Das betonte auch Bernd Cullmann: „Für Verein und Spieler bedeutete diese Zeit, als wir vom 60.000-Mann-Stadion in die Radrennbahn, wo nur 28.000 Zuschauer hineinpassten, gezogen sind einen großen Einschnitt“, rekapitulierte der Welt- und Europameister: „Das war eine finanzielle Mammutaufgabe für den 1. FC Köln. Wir hatten eine Mannschaft gespickt mit Nationalspielern. Dass es dem Verein gelungen ist, diese Spieler in Köln zu halten, muss man dem Club und vor allem Karl-Heinz Thielen sehr hoch anrechnen“, lobte er seinen einstigen Mitspieler und späteren Vorgesetzten.
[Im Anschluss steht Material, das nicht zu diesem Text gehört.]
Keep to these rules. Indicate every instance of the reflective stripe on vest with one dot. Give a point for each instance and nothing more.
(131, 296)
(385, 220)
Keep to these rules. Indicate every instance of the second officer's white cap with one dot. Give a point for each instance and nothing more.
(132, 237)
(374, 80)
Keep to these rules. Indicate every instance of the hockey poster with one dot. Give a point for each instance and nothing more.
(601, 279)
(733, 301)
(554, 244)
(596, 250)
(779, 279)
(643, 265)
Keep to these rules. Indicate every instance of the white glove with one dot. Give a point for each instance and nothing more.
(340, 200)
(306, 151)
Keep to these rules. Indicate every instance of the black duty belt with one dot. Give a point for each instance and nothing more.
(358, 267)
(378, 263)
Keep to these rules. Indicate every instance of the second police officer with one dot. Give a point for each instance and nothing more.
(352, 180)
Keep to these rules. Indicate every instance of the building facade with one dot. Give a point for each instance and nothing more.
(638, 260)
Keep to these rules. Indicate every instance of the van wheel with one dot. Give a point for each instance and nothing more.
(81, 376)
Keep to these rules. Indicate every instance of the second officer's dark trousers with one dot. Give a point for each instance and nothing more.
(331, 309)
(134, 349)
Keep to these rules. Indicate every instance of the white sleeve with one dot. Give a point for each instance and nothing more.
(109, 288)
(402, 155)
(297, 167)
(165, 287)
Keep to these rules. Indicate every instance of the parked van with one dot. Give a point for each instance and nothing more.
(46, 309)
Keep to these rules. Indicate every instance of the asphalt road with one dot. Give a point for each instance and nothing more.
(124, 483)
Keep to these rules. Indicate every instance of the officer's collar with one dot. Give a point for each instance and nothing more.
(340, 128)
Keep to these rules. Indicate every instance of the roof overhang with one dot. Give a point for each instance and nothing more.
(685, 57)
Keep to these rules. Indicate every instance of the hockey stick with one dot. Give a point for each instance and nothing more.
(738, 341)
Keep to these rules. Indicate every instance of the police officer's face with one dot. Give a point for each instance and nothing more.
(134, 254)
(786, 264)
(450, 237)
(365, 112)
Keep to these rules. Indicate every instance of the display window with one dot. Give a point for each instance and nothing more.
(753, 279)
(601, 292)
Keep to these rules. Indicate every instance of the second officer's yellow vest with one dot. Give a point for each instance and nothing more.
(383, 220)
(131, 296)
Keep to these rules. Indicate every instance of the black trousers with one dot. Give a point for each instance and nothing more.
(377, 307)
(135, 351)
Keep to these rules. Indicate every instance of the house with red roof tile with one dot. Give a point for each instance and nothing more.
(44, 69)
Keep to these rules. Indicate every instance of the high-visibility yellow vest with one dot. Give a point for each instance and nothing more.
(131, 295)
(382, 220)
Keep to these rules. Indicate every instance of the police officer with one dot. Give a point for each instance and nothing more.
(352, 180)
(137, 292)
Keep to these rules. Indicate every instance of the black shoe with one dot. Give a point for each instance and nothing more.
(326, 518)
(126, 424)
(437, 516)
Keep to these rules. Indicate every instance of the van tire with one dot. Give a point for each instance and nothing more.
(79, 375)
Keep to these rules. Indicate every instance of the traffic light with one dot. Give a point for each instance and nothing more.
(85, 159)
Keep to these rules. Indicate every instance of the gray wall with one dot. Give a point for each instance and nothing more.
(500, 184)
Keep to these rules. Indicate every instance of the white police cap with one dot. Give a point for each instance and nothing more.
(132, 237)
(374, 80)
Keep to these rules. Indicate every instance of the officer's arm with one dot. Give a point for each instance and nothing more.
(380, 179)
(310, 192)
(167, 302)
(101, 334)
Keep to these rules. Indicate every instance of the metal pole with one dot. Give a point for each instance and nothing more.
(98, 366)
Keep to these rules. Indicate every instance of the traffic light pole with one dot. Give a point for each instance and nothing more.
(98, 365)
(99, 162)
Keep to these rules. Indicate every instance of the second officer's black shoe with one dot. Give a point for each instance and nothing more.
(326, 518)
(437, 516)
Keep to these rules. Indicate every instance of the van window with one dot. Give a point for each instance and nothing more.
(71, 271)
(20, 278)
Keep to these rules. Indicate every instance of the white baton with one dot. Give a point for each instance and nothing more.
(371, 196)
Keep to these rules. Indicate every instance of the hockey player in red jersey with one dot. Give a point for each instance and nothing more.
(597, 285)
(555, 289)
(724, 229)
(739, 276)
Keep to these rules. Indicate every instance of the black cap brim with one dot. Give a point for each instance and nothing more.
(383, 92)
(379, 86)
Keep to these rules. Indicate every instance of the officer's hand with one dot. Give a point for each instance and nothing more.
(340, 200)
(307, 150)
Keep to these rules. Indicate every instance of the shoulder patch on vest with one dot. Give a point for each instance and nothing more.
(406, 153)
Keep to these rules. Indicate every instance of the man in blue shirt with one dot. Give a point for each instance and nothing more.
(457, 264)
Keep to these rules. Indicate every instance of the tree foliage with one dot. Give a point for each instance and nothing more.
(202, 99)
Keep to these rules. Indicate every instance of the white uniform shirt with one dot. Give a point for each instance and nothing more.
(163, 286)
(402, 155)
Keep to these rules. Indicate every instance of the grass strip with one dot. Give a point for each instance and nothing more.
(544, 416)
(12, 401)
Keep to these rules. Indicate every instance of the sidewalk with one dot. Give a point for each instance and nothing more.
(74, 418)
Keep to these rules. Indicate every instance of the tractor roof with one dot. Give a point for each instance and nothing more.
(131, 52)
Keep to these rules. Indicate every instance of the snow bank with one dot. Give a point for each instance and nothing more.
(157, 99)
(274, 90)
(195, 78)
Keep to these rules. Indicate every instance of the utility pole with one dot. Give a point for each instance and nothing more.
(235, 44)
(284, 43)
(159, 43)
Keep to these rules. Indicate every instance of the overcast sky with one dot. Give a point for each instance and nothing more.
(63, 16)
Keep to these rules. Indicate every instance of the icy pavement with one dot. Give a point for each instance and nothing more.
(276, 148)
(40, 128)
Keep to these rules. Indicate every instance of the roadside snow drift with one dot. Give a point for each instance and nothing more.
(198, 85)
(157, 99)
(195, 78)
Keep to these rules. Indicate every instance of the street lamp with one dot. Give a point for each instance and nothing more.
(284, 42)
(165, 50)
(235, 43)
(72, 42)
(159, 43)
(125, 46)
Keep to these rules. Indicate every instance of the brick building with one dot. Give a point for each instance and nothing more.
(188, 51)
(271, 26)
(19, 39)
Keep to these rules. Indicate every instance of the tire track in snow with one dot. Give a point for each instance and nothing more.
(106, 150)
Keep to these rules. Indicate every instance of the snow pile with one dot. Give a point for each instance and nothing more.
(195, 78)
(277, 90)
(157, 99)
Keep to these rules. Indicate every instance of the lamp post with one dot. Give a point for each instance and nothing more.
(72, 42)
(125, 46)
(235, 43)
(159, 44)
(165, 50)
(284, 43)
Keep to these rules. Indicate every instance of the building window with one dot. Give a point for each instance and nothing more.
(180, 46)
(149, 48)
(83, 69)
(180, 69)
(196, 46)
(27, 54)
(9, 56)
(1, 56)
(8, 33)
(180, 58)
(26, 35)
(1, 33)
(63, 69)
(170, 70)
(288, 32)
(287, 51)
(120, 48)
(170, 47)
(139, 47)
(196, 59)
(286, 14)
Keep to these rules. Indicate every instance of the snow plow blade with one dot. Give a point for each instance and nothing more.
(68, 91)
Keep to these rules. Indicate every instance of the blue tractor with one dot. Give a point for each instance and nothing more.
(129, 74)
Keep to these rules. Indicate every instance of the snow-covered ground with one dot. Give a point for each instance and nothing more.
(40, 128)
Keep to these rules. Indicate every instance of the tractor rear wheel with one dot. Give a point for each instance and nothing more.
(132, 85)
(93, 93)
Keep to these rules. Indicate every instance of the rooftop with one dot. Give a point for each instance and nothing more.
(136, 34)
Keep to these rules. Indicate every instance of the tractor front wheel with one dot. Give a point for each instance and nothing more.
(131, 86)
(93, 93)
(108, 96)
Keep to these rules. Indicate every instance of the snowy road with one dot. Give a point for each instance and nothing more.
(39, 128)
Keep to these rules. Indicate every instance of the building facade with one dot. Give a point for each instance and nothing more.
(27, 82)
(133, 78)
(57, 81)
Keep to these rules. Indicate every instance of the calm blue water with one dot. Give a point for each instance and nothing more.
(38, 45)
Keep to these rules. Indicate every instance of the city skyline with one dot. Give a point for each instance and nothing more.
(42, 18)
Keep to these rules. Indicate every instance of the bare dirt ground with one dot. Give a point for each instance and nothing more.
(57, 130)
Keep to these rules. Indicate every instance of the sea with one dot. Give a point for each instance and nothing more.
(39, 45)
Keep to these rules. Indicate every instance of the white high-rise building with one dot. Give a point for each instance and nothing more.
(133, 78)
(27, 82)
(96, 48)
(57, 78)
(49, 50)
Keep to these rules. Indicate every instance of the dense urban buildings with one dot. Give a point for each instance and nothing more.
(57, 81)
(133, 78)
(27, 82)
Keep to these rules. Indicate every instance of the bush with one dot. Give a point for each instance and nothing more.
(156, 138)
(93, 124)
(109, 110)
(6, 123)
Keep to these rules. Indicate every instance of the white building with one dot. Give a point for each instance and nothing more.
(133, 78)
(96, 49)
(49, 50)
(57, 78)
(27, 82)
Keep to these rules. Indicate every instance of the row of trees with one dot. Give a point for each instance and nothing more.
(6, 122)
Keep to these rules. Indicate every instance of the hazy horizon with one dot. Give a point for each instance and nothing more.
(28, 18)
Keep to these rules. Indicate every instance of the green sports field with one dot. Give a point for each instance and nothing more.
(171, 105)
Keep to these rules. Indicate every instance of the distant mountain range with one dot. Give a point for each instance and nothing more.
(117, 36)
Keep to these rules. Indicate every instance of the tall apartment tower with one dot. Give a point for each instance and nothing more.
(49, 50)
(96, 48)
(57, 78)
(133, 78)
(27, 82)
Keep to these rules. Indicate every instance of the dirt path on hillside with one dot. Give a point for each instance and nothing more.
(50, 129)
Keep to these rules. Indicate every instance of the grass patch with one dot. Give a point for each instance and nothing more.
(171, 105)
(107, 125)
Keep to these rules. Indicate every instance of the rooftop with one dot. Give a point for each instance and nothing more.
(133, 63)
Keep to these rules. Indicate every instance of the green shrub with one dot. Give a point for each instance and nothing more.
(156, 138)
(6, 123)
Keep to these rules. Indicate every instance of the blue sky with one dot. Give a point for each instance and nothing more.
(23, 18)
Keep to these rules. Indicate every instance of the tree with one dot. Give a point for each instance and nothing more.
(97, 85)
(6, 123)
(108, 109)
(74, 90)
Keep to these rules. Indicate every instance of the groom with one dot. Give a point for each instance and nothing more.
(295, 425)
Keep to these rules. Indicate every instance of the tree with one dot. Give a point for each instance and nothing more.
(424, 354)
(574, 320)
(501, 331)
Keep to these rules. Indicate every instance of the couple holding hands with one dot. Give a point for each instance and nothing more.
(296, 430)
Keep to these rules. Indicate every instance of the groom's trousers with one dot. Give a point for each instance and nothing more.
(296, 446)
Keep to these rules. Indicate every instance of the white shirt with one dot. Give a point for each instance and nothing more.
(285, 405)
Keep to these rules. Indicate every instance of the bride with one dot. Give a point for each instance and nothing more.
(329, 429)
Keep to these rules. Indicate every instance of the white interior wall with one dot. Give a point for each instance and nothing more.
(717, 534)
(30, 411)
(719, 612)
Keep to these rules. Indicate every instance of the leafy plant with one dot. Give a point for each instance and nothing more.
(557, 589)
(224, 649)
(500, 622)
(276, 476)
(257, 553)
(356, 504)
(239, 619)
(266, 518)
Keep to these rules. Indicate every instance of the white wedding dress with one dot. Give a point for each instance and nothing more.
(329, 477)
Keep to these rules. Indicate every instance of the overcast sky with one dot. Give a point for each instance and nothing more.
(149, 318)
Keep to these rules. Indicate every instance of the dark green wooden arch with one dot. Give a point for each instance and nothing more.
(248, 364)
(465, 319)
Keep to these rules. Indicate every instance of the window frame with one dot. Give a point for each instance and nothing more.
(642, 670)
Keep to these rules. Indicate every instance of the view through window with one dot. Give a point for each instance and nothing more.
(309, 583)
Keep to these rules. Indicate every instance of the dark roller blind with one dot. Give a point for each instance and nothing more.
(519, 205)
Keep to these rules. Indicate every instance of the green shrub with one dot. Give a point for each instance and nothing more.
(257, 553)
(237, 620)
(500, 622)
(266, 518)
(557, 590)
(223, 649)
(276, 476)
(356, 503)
Nur einer Einschätzung an diesem Abend konnte Cullmann nicht zustimmen. „Dass es die fußballerisch schönste Zeit war, würde ich jetzt so nicht bestätigen. Denn das hängt immer zusammen mit Erfolgen, die der Verein gefeiert hat. Wir haben in dieser Zeit keinen Titel gewonnen und zu viel liegen lassen, das muss man klar so sagen.“
Die Zeit in der Radrennbahn zum Greifen nah
Doch auch ohne eine durchaus mögliche Meisterschaft, das bestätigten an diesem Abend auf der „Alten Liebe“ noch zahlreiche Zeitzeugen wie FC-Stadionsprecher Michael Trippel oder Masseur Carlo Drauth, war die fünfjährige Phase der „Geißböcke“ in der Radrennbahn eine unvergleichliche Epoche in der Historie des 1. FC Köln. Wie das damals denn alles gewesen ist, davon erzählten sich FC-Legenden und –Fans auch nach dem Talk noch in ungezwungener Atmosphäre mit Blick auf den Rhein. Für wenige Stunden wirkte es so, als sei der „Mythos Radrennbahn“ noch einmal zum Greifen nah – und die triste Gegenwart des Traditionsvereins aus der Domstadt unendlich weit weg.